Pub Date : 2015-04-01DOI: 10.4103/2349-3666.240622
Deepak Modi, Pradeep Bhartiya
Implantation of the blastocyst stage embryo into the maternal endometrium is a critical determinant and a rate-limiting process for successful pregnancy. Embryo implantation requires synchronized changes in the endometrium before and after arrival of blastocyst into the uterine cavity. Extensive cross talks occur between the fetal and maternal compartments around the time of implantation which are reflected by morphologic, biochemical and molecular changes in the endometrial cells and the differentiating trophoblast cells. The embryo induced morphologic changes include occurrence of epithelial plaque reaction, stromal compaction and decidualization. Embryonic signals also alter the expression of a large number of transcription factors, growth factors and their receptors and integrins. Thus the embryo superimposes a unique signature on the receptive endometrium for successful implantation. Functionally, the embryo-endometrial cross talk is essential for endowing a “selector activity” to the receptive endometrium to ensure implantation of only a developmentally competent embryo. On selection, the decidua creates a conducive microenvironment for trophoblast invasion leading to placentation.

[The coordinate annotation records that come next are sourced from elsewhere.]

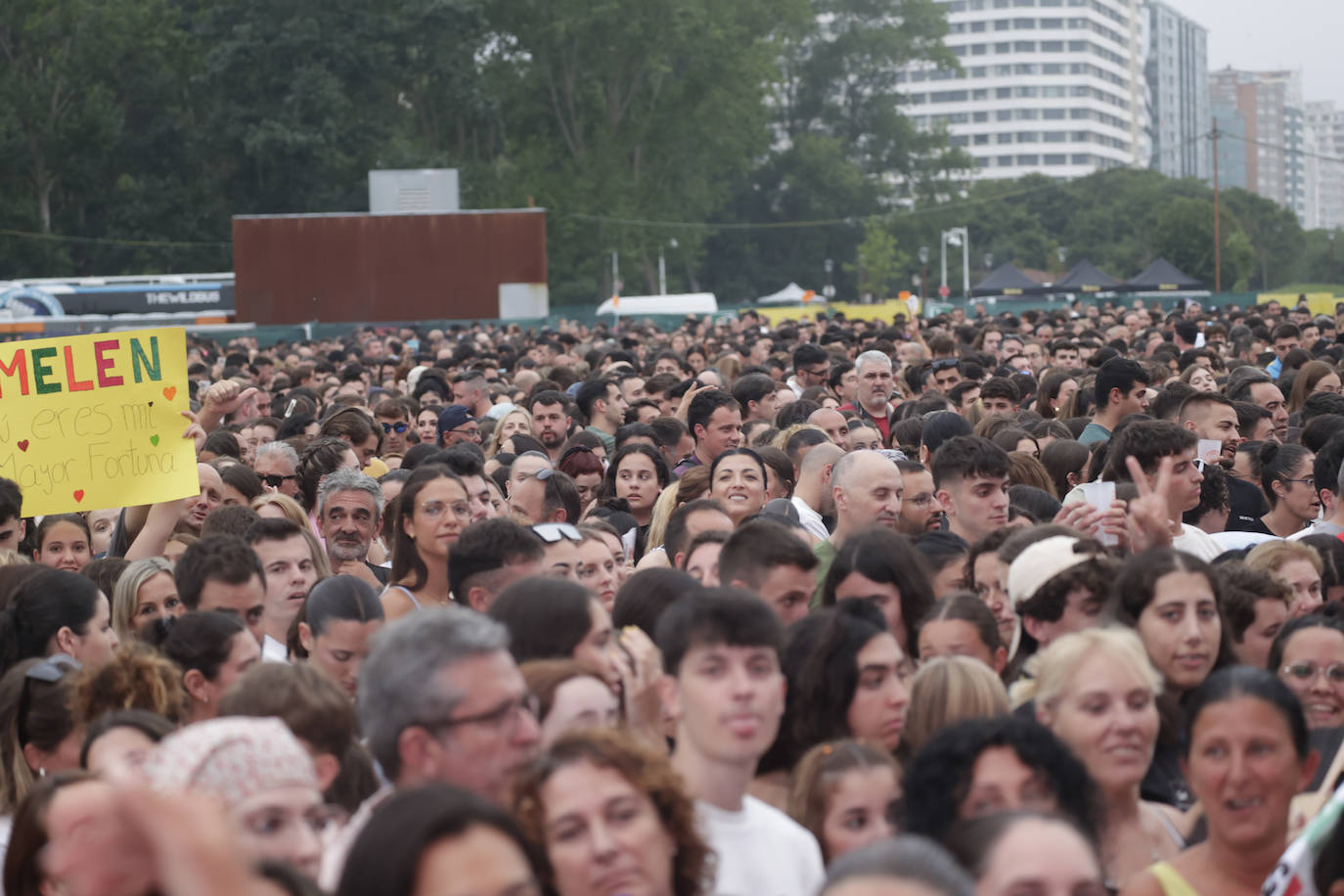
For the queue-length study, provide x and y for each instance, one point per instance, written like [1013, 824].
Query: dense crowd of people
[1017, 604]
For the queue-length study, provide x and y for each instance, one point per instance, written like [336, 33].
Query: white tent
[790, 294]
[675, 304]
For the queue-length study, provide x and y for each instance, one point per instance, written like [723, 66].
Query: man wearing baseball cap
[1058, 586]
[457, 425]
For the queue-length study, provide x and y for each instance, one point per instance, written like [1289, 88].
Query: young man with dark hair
[1058, 586]
[1210, 416]
[687, 521]
[1121, 389]
[1286, 337]
[945, 374]
[674, 439]
[919, 508]
[468, 463]
[715, 421]
[773, 561]
[222, 572]
[1000, 395]
[725, 691]
[755, 394]
[552, 421]
[1149, 442]
[963, 395]
[844, 381]
[604, 406]
[287, 561]
[970, 477]
[811, 367]
[395, 421]
[1254, 385]
[13, 525]
[489, 557]
[470, 391]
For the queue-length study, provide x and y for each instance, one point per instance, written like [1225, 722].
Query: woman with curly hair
[987, 766]
[605, 784]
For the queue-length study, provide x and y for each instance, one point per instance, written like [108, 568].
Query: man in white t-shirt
[725, 691]
[1150, 441]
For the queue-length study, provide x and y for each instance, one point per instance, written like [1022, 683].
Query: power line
[1285, 150]
[824, 222]
[109, 241]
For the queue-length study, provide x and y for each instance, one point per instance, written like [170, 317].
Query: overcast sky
[1282, 34]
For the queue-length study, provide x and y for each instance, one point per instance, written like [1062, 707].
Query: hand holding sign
[86, 421]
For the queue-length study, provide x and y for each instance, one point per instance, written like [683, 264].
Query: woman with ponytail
[1290, 488]
[57, 611]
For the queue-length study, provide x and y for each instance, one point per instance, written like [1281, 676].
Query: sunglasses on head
[553, 532]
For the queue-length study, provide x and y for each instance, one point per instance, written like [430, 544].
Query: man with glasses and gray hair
[541, 493]
[349, 514]
[875, 384]
[277, 467]
[439, 700]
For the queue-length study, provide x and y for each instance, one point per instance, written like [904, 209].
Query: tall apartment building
[1048, 86]
[1325, 165]
[1269, 112]
[1178, 83]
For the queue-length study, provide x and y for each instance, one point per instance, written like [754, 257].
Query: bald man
[833, 424]
[867, 490]
[812, 496]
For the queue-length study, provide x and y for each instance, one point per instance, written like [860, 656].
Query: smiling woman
[1096, 690]
[605, 787]
[1246, 745]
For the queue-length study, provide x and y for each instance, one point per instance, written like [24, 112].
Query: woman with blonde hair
[1314, 377]
[1097, 691]
[144, 593]
[516, 422]
[951, 690]
[273, 506]
[694, 484]
[847, 792]
[1297, 565]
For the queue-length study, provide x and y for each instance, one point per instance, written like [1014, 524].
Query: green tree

Clinical evidences suggest that along with receptivity, a defective “selector” activity of the receptive uterus may be a cause of infertility and recurrent miscarriages. Defects in trophoblast invasion are associated with pregnancy complications like preeclampsia and intra-uterine growth retardation. It is envisaged that understanding of the embryo-endometrial dialogue leading to the “selector” activity, aids in development of appropriate therapeutic modalities for infertility related disorders and miscarriages. Conversely, it might also benefit the development of anti-implantation drugs for contraception.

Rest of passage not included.